Owens, who is serving a life sentence without the possibility of parole, asked the 3rd Court of Appeals to overturn his conviction, arguing that it was not supported by evidence that he knowingly acted in a manner likely to cause death when he drove around a street barricade and through a crowd while being pursued by police.

Instead, Owens claimed, the evidence showed that he intended only to evade police and that he drove recklessly while intoxicated.

The appeals court rejected that argument, noting that Owens’ car was estimated to be traveling at 55 mph after he turned onto Red River Street between East Ninth and East 11th streets.

READ: Questions remain on Border Patrol agent’s death in West Texas

“Multiple witnesses, including some who were hit by the car, testified that they heard the car accelerate as it drove through the crowded street and that they never saw the car’s brake lights illuminated,” said the ruling, written by Chief Justice Jeff Rose.

“The jury also heard testimony that as Owens drove on Red River, people were screaming, there were loud, thudding sounds as the car was hitting bodies and sending them flying in the air, and some bodies were rolling off of the car,” Rose wrote.

Based on the testimony and evidence, jurors would have been justified in determining that Owens should have been aware that his actions were “reasonably certain to result in death,” the ruling said.

The appeals court also rejected three other claims raised by Owens, including an argument that prosecutors misstated the law during closing arguments by saying that Owens was “aware that his conduct could kill people” and that he “knew what he was doing.”

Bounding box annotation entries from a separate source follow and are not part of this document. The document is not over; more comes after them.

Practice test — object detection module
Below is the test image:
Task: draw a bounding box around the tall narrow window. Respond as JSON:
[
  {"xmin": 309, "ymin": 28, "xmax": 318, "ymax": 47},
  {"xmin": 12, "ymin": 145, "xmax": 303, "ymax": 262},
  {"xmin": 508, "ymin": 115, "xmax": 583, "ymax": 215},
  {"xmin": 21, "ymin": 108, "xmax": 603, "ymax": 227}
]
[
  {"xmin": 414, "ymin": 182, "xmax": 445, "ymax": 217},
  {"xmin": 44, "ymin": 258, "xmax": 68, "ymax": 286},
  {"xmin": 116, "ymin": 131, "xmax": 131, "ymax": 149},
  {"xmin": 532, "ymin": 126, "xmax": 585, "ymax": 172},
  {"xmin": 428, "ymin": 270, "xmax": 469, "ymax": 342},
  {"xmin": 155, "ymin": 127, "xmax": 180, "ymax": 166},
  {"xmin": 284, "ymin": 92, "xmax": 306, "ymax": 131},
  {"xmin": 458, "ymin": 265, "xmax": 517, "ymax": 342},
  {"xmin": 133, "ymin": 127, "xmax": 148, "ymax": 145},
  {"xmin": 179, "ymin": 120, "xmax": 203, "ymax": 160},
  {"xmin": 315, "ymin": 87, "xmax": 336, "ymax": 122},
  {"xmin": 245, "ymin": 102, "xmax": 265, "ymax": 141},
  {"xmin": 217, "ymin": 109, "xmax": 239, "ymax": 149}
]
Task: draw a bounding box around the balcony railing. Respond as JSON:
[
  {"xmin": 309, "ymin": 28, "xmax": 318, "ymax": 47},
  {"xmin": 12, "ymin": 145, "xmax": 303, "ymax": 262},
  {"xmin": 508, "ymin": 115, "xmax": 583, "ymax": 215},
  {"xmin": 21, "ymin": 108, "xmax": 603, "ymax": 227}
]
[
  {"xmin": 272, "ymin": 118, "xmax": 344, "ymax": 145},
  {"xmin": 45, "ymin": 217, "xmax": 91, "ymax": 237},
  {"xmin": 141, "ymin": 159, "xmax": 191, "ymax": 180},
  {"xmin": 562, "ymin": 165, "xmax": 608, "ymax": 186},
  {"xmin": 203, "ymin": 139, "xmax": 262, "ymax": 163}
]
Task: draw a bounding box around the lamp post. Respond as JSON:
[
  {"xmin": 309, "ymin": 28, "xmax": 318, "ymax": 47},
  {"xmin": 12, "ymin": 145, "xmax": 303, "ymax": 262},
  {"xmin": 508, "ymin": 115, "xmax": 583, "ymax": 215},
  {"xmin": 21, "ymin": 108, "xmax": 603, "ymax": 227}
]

Owens could not raise the claim on appeal, the court ruled, because his trial lawyers failed to object to the statements when they were made to the jury.

The series of crashes along Red River, which had been closed to traffic, left more than 20 people hospitalized and immediately killed Steven Craenmehr, a 35-year-old a Dutch musician who had been riding a bicycle, and 27-year-old Jamie West of Austin, who had been on a motorcycle with her husband Evan, who was injured.

Sandy Le, 26, a Mississippi resident who had moved to Austin to qualify for Texas residency for college, and DeAndre Tatum, an 18-year-old from Fort Worth who was in Austin for the music festival, died days later in the hospital.

The early morning carnage also changed the way Austin police and festival organizers provide security for the city’s many public events, with more cameras, stronger traffic enforcement and better coordination among security personnel.